BELLINGHAM, Wash. — Two Bellingham business owners have until early October to decontaminate more than a dozen meth-laden motel rooms, health officials said Friday.
Fifteen rooms at the Aloha Motel and Villa Inn were red-tagged and labeled unfit to occupy by officials from the Whatcom County Health Department after testing positive for methamphetamine, said Jeff Hegedus, environmental health supervisor for the department.
One room was 90 times the legal limit for the drug and had a 10-year old child living in it, Hegedus said.
Both motels are along Samish Way, a thoroughfare leading toward Western Washington University and a long-time hotbed for crime, said Kelli Linville, Bellingham’s mayor. The city’s crackdown on crime in the area is part of a 2009 plan to turn the area into an urban village, Linville added.
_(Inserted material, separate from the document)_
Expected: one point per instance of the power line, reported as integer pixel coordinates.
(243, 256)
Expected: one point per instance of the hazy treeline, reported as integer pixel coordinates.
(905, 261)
“This has now been a fairly long-standing problem and it has gotten worse,” said Linville. “We’ll be looking at everything. We’re determined there will not be illegal activity going on along Samish Way.”
The 15 rooms were known spots for drug activity, added Lt. Bob Vander Yacht with the Bellingham Police Department. Laws limit the police and other officials from doing a building-wide test for methamphetamine, added Hegedus.
The owners of both motels said Friday they are working to decontaminate the flagged rooms and clean up the properties.
Drugs aren’t the only issue impacting the area, frustrated business owners added.
“They had a dead body last week pulled from the motel across the street,” said Sterling Fisher, who has owned an auto body shop in the neighborhood for about seven years. “A month ago there was a gentleman OD’ing on heroin, so we had to run out there and call 911, keep him up on his feet until the ambulance gets there. It’s kind of a common occurrence.”
Fisher said he was vigilant about protecting customers’ property by parking their cars inside overnight. He still lamented what he said were lagging response times by the police department.
“It’s not getting better. We call the cops a lot,” Fisher said. “Whatever it is, enforce something, because right now, nothing is enforced.”
His neighbor, restaurant owner Jozef Bosman, echoed similar complaints.
“At times it feels unsafe. I’m concerned some of my customers are scared to come here when it’s night because they don’t want to deal with some of the drug issues happening in the street,” said Bosman, who owns Diego’s Mexican Grill. “I’ve had my life threatened many times when I’ve asked people to leave the parking lot from them doing drug deals. I’ve had my front window smashed in at night in retaliation.”
Bosman saw the meth testing as a start, and hoped city and county officials would continue to remain vigilant.
“I hope it’s a start and I hope it continues,” Bosman added. “I think it’s a good thing that people see it.”